B0180
Title: Semiparametrically efficient method for enveloped central space
Authors: Linquan Ma - University of Wisconsin-Madison (United States)
Jixin Wang - Rice University (United States) [presenting]
Han Chen - University of California at Davis (United States)
Lan Liu - University of Minnesota at Twin Cites (United States)
Abstract: The estimation of the central space is at the core of the sufficient dimension reduction (SDR) literature. However, it is well known that the finite-sample estimation suffers from collinearity among predictors. The predictor envelope method under linear models can alleviate the problem by targeting a bigger space which not only envelopes the central information but also partitions the predictors by finding an uncorrelated set of material and immaterial predictors.

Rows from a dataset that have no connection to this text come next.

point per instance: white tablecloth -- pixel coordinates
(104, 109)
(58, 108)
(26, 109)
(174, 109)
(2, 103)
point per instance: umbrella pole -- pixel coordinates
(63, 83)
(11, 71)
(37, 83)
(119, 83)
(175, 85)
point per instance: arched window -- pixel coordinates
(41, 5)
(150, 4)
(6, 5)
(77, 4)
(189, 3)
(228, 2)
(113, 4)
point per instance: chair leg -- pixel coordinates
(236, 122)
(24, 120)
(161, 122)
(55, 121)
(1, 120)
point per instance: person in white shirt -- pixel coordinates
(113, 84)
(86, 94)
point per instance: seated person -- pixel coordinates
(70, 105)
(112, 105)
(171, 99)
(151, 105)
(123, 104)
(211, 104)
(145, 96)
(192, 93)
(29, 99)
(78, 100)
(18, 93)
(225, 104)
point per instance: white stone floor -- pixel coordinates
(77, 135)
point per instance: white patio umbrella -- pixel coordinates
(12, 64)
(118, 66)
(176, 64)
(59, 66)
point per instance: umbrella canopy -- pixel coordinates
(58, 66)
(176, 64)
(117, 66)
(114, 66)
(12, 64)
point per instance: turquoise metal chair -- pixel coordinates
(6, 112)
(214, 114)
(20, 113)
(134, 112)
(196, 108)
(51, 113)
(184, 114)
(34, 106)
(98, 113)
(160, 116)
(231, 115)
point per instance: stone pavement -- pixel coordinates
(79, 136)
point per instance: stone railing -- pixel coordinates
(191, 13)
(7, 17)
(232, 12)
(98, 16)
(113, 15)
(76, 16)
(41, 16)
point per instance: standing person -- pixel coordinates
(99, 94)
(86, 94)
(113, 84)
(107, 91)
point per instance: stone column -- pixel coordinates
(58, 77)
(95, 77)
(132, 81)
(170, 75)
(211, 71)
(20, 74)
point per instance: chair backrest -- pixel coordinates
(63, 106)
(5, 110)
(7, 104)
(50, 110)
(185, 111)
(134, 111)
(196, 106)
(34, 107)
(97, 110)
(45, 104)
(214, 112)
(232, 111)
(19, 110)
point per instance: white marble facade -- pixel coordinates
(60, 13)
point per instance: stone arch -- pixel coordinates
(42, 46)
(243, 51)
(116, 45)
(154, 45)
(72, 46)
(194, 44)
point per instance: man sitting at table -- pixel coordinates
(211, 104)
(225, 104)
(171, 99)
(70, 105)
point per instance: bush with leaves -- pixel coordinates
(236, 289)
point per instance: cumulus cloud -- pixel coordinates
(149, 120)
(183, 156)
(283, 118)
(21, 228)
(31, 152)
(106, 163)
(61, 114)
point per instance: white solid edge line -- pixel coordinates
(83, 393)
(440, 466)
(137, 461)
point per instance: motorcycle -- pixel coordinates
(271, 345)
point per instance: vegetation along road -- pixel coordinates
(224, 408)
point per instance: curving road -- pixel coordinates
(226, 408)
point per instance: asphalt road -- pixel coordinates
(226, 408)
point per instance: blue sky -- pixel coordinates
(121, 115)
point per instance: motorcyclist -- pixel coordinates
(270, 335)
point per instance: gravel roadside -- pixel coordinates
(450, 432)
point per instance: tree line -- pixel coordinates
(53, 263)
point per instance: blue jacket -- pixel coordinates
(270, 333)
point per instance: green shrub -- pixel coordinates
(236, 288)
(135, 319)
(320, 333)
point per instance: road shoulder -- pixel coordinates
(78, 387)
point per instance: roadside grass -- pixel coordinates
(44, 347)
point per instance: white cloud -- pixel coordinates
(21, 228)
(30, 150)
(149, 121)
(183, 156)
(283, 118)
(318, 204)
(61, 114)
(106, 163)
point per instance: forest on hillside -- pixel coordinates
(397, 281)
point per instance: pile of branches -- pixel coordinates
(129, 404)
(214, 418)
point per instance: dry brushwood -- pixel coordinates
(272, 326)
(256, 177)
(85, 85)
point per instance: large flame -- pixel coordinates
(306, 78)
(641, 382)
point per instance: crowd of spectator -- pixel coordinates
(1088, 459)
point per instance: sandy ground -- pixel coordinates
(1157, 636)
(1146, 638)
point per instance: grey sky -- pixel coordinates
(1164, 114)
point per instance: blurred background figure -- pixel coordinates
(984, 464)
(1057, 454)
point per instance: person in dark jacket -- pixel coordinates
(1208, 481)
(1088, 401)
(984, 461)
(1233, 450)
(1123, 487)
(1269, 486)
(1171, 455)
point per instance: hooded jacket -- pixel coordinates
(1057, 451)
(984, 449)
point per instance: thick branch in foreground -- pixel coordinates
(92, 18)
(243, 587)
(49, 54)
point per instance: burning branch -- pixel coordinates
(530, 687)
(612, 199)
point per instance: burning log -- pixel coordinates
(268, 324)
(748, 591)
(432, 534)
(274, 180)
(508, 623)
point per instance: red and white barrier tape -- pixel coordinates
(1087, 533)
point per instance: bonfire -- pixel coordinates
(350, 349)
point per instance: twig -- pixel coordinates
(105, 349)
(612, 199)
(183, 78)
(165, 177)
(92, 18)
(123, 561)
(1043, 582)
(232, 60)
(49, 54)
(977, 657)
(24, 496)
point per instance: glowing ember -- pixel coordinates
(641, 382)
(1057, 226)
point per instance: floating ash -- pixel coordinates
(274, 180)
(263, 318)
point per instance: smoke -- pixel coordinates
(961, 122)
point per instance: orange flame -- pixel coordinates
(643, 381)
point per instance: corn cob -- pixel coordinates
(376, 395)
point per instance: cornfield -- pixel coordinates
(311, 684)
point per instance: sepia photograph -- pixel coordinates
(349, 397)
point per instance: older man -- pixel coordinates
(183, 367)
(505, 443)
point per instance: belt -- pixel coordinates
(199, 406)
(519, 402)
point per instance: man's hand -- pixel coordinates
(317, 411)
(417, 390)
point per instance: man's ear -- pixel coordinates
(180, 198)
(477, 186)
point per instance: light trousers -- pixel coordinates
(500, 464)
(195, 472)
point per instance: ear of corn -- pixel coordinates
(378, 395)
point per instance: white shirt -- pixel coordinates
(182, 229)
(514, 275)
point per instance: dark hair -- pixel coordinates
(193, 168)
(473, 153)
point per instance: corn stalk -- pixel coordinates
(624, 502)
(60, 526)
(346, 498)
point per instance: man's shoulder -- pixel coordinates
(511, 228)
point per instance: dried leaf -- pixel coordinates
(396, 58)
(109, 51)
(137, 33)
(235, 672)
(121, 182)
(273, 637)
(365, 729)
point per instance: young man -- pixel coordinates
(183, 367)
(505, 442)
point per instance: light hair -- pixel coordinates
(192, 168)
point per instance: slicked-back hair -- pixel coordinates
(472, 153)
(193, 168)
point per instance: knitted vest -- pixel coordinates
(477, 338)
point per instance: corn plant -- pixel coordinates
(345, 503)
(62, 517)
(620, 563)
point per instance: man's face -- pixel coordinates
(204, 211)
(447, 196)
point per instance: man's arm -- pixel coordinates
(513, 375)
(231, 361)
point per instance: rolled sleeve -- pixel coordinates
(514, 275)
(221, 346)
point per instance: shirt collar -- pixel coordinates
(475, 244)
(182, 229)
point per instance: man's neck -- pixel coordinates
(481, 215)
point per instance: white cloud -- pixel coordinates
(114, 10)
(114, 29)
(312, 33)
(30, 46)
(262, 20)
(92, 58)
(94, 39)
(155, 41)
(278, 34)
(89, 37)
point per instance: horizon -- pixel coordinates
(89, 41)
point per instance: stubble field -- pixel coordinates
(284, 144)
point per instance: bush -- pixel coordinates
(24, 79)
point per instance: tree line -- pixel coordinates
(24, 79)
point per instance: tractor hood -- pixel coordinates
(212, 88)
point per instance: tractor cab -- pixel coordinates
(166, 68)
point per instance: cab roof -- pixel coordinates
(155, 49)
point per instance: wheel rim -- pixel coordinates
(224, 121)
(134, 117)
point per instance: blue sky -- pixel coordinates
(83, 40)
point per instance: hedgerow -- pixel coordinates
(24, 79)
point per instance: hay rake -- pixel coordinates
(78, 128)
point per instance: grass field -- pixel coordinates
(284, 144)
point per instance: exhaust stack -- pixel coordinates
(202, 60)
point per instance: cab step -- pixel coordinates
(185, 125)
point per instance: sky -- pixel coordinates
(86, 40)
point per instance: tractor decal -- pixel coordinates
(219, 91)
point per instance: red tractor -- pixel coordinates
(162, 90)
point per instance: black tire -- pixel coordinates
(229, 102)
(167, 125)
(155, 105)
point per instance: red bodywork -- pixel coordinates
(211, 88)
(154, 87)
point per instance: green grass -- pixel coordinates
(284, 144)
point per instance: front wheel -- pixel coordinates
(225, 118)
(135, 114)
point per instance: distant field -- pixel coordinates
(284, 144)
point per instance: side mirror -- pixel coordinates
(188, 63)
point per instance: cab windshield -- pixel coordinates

One limitation of the predictor envelope is that it has strong distributional and modelling assumptions and therefore, it cannot be readily used in semiparametric settings where SDR usually nests. The envelope model is generalized by defining the enveloped central space and proposing a semiparametric method to estimate it. The entire class of regular and asymptotically linear (RAL) estimators are derived as well as the locally and globally semiparametrically efficient estimators for the enveloped central space. Based on the connection between the predictor envelope and partial least squares (PLS), the methods can also be used to calculate the PLS space beyond linearity. In the simulations, the methods are shown to be both robust and accurate for estimating the enveloped central space under different settings.